The latest data from Auto Trader on the fastest selling used cars in February shows diesel taking half of the top 10 places in the listing. Featured diesel cars included the Seat Ibiza, Mazda CX-5, Mercedes-Benz GLC (2016 and 2018 cars) and the Vauxhall Mokka. For the record, the fastest selling car was, in fact, the petrol Renault Kadjar, which sold in just 17 days.

The third issue to impact the car sector was Brexit. It has distorted the market with carmakers expected to make a big push on sales in March ahead of the Brexit deadline. Hard exit or no exit, carmakers are being pragmatic.

Peugeot is one example of a brand which has moved to bring in 25% more stock and aims to deliver a strong performance in Q1 to pre-empt any tariffs for a no deal exit. Peugeot UK managing director David Peel told Motor Trader PSA had prioritised production at plants to be funneled into Britain for Q1.

Brexit, diesel and WLTP have not impacted the used car market in the same way as new. The used market is so much bigger, it’s more stable and trends take longer to become established. For the larger and specialist car dealers the market has been strong but smaller players are being caught in a pincer movement between franchised dealers and the big supermarkets, both hoovering up large volumes of good stock at auction.

And they are making money. The average motor retailer produced a profit of £9,000 in January, a 50% improvement on January last year, according to the latest profitability figures from ASE. Much of this was due to used cars. ASE chairman Mike Jones commented on the increase in investment in used cars as dealers sought to boost their bottom line.

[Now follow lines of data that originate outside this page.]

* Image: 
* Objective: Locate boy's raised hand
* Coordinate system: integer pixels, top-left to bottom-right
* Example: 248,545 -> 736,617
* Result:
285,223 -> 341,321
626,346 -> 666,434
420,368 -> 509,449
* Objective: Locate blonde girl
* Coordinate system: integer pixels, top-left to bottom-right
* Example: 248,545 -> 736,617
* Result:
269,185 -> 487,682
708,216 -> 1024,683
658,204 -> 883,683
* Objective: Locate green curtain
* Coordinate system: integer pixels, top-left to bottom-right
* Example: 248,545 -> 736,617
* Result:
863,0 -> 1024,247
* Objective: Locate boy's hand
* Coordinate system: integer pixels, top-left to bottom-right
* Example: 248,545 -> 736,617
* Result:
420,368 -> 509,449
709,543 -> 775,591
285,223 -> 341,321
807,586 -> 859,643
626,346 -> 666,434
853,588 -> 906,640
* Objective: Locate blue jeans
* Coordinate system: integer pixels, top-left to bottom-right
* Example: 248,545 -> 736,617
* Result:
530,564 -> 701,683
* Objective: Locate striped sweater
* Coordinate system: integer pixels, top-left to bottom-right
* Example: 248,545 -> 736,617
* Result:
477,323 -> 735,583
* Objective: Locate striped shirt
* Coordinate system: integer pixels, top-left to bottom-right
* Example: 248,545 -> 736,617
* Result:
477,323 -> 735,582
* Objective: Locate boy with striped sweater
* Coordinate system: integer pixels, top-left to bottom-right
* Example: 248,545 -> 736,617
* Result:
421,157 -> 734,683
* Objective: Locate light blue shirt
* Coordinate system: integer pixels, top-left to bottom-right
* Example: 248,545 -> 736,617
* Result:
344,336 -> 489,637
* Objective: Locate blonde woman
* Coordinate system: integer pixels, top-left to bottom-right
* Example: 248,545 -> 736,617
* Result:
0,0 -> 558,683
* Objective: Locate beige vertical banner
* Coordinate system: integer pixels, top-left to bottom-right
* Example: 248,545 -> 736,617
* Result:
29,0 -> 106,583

“January saw a rise in the level of used vehicle stock investment, a trend which was very prevalent in the second half of 2018. It appears to reflect the continued focus on profitable used retailing in the face of a depressed new car market.” He said aftersales and used cars were potential winners for dealers.

“These remain a significant opportunity for businesses, with gross profits from both areas continuing to rise year-on-year. Whilst new
cars and Brexit will provide the headlines, used cars and aftersales remain the star performers,” he said.

This is reflected in the investment dealers have made and continue
to make in their used cars businesses. Sytner invested heavily in its used car business through its acquisition of Car Shop and The Car People. Pendragon is rolling outs its network of Car Stores. And Arnold Clark now has more than 30 Motor Stores. Recent announcements on expansion include Bolton and Wolverhampton.

But, after all this growth, the market may be on the turn. Stuart Foulds, the current CEO of TrustFord and the former boss of Pendragon’s volume Evans Halshaw business, has warned of potential overcapacity in the market with franchised dealers and the big supermarkets competing for stock. There have certainly been warnings about the difficulty in sourcing the right stock and of a narrowing of the gap between retail and wholesale used car prices.

At wholesale level, used car values fell 0.6% in February, the first downward movement of used car values in the month since 2008.

The executive sector was hardest hit, dropping by an average of between 1.5% and 2.1%. SUVs and MPVs also fell in value by more than the average, both by 0.8%. Cap hpi said that prices were high and dealers, while keen to purchase at auction, were reluctant to pay more for cars, due to the pressure that this puts on retail margins.

So there you have it. The new car market has been hit by Brexit, WLTP and the backlash against diesel while the much bigger and inherently more stable used car market has proven to be a profit centre for many (but certainly not all) dealers. That said we have seen the first warnings on overcapacity with too many big outlets chasing a finite supply of good stock.